Hint: In this question, to find the area of shaded portion we have to calculate the area of region $ACP$ by subtracting area quadrant of circle $ABCP$ and area of triangle $\Delta ABC$.Then subtract it from the area of semicircle $ACQ$ using area of circle $= \pi {r^2}$ to get the required shaded area.
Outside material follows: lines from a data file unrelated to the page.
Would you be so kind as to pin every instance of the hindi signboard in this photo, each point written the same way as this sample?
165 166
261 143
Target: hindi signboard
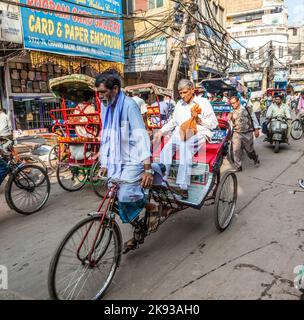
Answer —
10 26
148 55
71 28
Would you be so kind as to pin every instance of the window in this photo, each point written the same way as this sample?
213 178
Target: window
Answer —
156 4
261 53
237 54
281 52
127 7
221 16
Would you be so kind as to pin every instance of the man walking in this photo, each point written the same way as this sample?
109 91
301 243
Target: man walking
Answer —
6 133
244 124
125 153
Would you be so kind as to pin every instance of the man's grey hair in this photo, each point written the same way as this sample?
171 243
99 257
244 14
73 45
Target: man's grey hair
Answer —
185 83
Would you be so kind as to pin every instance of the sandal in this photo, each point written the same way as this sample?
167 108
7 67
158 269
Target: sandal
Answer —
129 245
153 221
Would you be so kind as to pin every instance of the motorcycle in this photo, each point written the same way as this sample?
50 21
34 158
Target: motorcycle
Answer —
278 131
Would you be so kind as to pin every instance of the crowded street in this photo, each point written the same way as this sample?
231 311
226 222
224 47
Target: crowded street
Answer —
151 150
187 258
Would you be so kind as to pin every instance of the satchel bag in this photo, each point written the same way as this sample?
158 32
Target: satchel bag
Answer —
188 129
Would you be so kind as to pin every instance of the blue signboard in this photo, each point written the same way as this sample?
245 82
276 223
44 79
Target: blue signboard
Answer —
73 27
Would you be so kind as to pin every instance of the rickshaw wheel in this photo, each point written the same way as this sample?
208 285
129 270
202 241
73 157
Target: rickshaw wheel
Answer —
72 275
296 131
99 185
71 178
225 201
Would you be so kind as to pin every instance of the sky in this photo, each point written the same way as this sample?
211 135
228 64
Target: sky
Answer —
296 11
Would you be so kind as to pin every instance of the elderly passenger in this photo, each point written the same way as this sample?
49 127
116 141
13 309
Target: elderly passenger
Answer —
183 112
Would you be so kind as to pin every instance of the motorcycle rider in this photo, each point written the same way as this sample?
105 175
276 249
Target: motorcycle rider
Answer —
277 109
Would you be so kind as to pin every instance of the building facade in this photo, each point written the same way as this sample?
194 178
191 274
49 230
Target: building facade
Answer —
150 44
260 29
296 52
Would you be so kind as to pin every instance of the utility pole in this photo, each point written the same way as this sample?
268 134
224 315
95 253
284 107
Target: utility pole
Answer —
178 53
270 73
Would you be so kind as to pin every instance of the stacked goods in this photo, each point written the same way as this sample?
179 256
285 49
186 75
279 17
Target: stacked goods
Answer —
77 140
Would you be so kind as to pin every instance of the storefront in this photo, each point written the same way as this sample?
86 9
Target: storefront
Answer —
253 81
281 79
146 61
61 49
29 76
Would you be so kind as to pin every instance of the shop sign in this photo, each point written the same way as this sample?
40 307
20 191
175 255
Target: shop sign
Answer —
64 33
255 76
274 19
10 25
148 55
281 76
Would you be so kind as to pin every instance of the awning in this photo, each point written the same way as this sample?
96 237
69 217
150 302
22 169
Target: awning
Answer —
31 98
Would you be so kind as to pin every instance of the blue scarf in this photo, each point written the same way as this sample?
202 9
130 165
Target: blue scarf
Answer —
111 139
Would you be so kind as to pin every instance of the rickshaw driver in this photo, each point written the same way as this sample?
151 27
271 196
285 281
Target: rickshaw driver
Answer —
125 154
188 148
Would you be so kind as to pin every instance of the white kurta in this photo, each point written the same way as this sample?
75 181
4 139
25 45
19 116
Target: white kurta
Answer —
187 148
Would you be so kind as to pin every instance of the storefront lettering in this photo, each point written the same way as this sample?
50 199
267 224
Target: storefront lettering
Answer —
42 26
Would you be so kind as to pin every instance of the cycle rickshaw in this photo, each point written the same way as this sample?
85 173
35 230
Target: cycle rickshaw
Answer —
28 187
86 260
78 125
155 117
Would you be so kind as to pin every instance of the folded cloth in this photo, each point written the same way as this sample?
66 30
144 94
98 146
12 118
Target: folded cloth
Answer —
188 129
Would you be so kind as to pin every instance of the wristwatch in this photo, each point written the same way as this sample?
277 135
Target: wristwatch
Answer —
150 171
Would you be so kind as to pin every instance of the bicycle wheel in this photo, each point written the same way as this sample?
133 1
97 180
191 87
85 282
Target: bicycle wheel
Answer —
99 185
225 201
71 275
71 178
27 189
53 157
296 129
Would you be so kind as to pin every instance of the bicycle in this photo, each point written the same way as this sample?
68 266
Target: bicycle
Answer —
297 127
28 187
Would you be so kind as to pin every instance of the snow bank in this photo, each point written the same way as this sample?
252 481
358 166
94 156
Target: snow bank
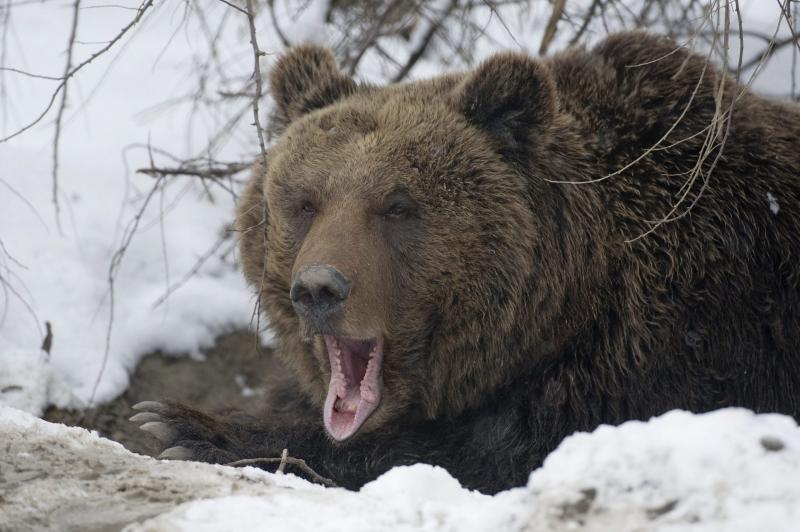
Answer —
728 470
61 275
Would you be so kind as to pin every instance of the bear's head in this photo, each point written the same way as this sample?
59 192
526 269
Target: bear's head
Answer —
394 239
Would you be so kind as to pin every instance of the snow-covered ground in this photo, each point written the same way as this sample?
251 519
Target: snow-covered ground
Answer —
116 107
729 471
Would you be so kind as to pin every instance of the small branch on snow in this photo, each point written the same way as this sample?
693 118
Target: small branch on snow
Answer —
284 460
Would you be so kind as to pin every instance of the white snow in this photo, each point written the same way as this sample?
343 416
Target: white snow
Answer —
727 470
678 472
116 109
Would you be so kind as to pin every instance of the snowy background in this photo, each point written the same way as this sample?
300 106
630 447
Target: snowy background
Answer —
156 98
140 101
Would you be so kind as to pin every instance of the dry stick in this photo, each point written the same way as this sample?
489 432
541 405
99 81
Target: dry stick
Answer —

Complete step-by-step answer:
In right angle triangle $ABC,$
Using Pythagoras theorem
$A{B^2} + B{C^2} = A{C^2} \\\ {14^2} + {14^2} = A{C^2} \\\ 2 \times {14^2} = A{C^2} \\\ {\text{or, }}AC = \sqrt {2 \times {{14}^2}} \\\ AC = \sqrt 2 \times 14 = 14\sqrt 2 cm \\\$
Area of region $ACP$= Area of quadrant $ABCP$- Area of $\Delta ABC$
$= \dfrac{1}{4} \times \pi {r^2} - \dfrac{1}{2} \times 14 \times 14 \\\ = \dfrac{1}{4} \times \dfrac{{22}}{7} \times 14 \times 14 - 7 \times 14 \\\ = 154 - 98 \\\ = 56c{m^2} \\\$
Now, area of shaded portion = Area of semicircle $ACQ$-Area of region $ACP$
$= \dfrac{1}{2} \times \dfrac{{22}}{7} \times {\left( {\dfrac{{14\sqrt 2 }}{2}} \right)^2} - 56 \\\ = \dfrac{1}{2} \times \dfrac{{22}}{7} \times 7\sqrt 2 \times 7\sqrt 2 - 56 \\\ = 154 - 56 \\\ = 98c{m^2} \\\$
Therefore, the area of shaded region is $98c{m^2}$
Hence, the correct option is C.

Note: In order to solve such questions where the area under the shaded portion needs to be found out the basic step is to find out the geometrical figures around the shaded portion as sometimes the shaded portion might not be in some known geometrical form. So, we mostly find out the geometrical figures at the boundary of the region and subtract the area between them.